Jicama Salad
June 4, 2013 § Leave a comment
My new favorite item to add to a salad is jicama, otherwise known as Mexican potato or yam bean. My fondness of the roundish, beige and nondescript tuber with a potato-pear texture began in an Asian restaurant in California (surprisingly not a Mexican place) about a month ago, when I had it in a jicama-grapefruit salad. And that was pretty much all it was: matchsticked jicama mounded on a plate and dressed with a spicy but light dressing. The grapefruit, ringed around the pile of jicama, was there to cool the heat. Toasted cashews added some crunch.

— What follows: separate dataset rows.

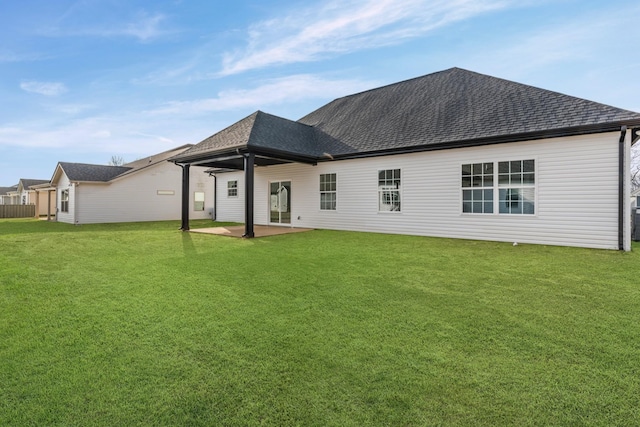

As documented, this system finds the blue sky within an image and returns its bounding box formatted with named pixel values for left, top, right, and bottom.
left=0, top=0, right=640, bottom=186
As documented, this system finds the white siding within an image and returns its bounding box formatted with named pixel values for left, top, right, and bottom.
left=56, top=174, right=76, bottom=224
left=57, top=162, right=213, bottom=224
left=240, top=133, right=619, bottom=249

I attempted to recreate my own jicama salad. Online searches gave me oodles of salad dressings that would serve the purpose. But I failed. And I failed because I attempted to recreate what I had experienced previously. I had a pile of poorly julienned jicama, grapefruit that I hadn’t segmented properly, and well, the Cat Cora-inspired dressing was okay. But just okay. And aside from properly preparing the jicama and grapefruit, the success of a jicama salad really pivots on its dressing.
Turns out friends returning from a vacation in Sedona also became infatuated with jicama in salads. They had a delectable jicama salad in one of Sedona’s best restaurants, Elote. Wisely, they bought the restaurant’s cookbook, complete with the recipe for the jicama salad dressing.

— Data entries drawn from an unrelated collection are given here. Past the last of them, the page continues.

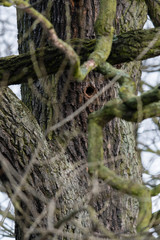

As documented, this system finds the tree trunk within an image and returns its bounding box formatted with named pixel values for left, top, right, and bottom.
left=16, top=0, right=147, bottom=240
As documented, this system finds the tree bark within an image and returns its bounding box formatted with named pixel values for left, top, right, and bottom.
left=1, top=0, right=151, bottom=240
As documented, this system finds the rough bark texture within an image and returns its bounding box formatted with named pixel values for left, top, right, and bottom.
left=10, top=0, right=147, bottom=240
left=0, top=28, right=160, bottom=86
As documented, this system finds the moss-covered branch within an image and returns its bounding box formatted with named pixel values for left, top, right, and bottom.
left=145, top=0, right=160, bottom=27
left=151, top=184, right=160, bottom=196
left=0, top=28, right=160, bottom=85
left=77, top=0, right=117, bottom=81
left=151, top=211, right=160, bottom=227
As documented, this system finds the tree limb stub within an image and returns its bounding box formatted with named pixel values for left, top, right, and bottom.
left=76, top=0, right=117, bottom=81
left=0, top=28, right=160, bottom=86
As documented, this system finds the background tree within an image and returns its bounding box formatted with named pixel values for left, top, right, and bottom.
left=1, top=0, right=160, bottom=239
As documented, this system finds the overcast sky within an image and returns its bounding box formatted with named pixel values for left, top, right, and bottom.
left=0, top=6, right=160, bottom=240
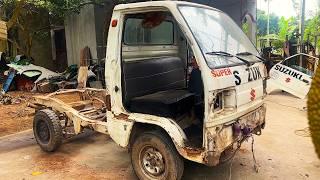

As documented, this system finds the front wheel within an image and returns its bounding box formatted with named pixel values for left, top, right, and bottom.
left=33, top=109, right=63, bottom=152
left=131, top=132, right=184, bottom=180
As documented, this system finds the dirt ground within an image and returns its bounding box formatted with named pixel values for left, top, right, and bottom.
left=0, top=91, right=40, bottom=137
left=0, top=92, right=320, bottom=180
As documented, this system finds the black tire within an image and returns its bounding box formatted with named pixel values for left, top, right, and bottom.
left=131, top=131, right=184, bottom=180
left=33, top=109, right=63, bottom=152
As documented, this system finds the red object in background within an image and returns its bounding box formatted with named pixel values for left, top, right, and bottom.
left=111, top=19, right=118, bottom=27
left=286, top=78, right=291, bottom=83
left=250, top=89, right=256, bottom=101
left=15, top=75, right=34, bottom=91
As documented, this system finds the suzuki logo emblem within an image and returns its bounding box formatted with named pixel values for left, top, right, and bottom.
left=250, top=89, right=256, bottom=101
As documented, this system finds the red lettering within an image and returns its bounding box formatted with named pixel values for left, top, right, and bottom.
left=211, top=68, right=232, bottom=77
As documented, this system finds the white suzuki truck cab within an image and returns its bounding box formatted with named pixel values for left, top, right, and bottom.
left=34, top=1, right=266, bottom=179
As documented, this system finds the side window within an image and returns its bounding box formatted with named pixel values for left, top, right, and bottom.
left=123, top=17, right=174, bottom=45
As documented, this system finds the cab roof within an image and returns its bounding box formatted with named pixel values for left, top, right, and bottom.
left=114, top=1, right=220, bottom=11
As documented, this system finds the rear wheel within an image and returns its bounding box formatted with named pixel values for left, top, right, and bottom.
left=33, top=109, right=63, bottom=152
left=131, top=132, right=184, bottom=180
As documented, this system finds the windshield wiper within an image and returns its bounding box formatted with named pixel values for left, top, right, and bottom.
left=236, top=52, right=267, bottom=63
left=206, top=51, right=254, bottom=66
left=206, top=51, right=234, bottom=57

We have since used this to dress traditional salad greens to which we’ve added all sorts of things including jicama, orange, grapefruit, apple, cashews, peppers, etc. You could put it on an old shoe and it would taste wonderful. My suggestion is to keep a jar of this in your fridge at the ready for any type of salad (or shoe) you may be serving.
Jicama Salad Dressing (courtesy Elote Cafe Cookbook)
1 cup olive oil
2/3 cup lime juice
1/4 cup Cholula hot sauce
1 tsp kosher salt
1 tsp fresh ground pepper
1 tsp sugar
1. Add all ingredients to a lidded jar and shake vigorously until combined.
2. That’s it! You’re done! Pour it on! As with any salad, use a combination of whatever and however much you’d like: julienne a chunk of jicama, chop up an apple, segment half a grapefruit, add in a 1/2 cup of toasted cashews, through in some thinly sliced red peppers, and toss it all on top of some salad greens. Your salad is served.
NOTE: The brand of hot sauce matters here, or at least makes a difference in taste. Our friends make it with Cholula and the dressing is quite spicy. We have used Frank’s Red Hot (it’s what we have in the fridge) and it results in a less spicy-hot experience. Both are delightful on a salad. In fact, it’s what I’m having for lunch.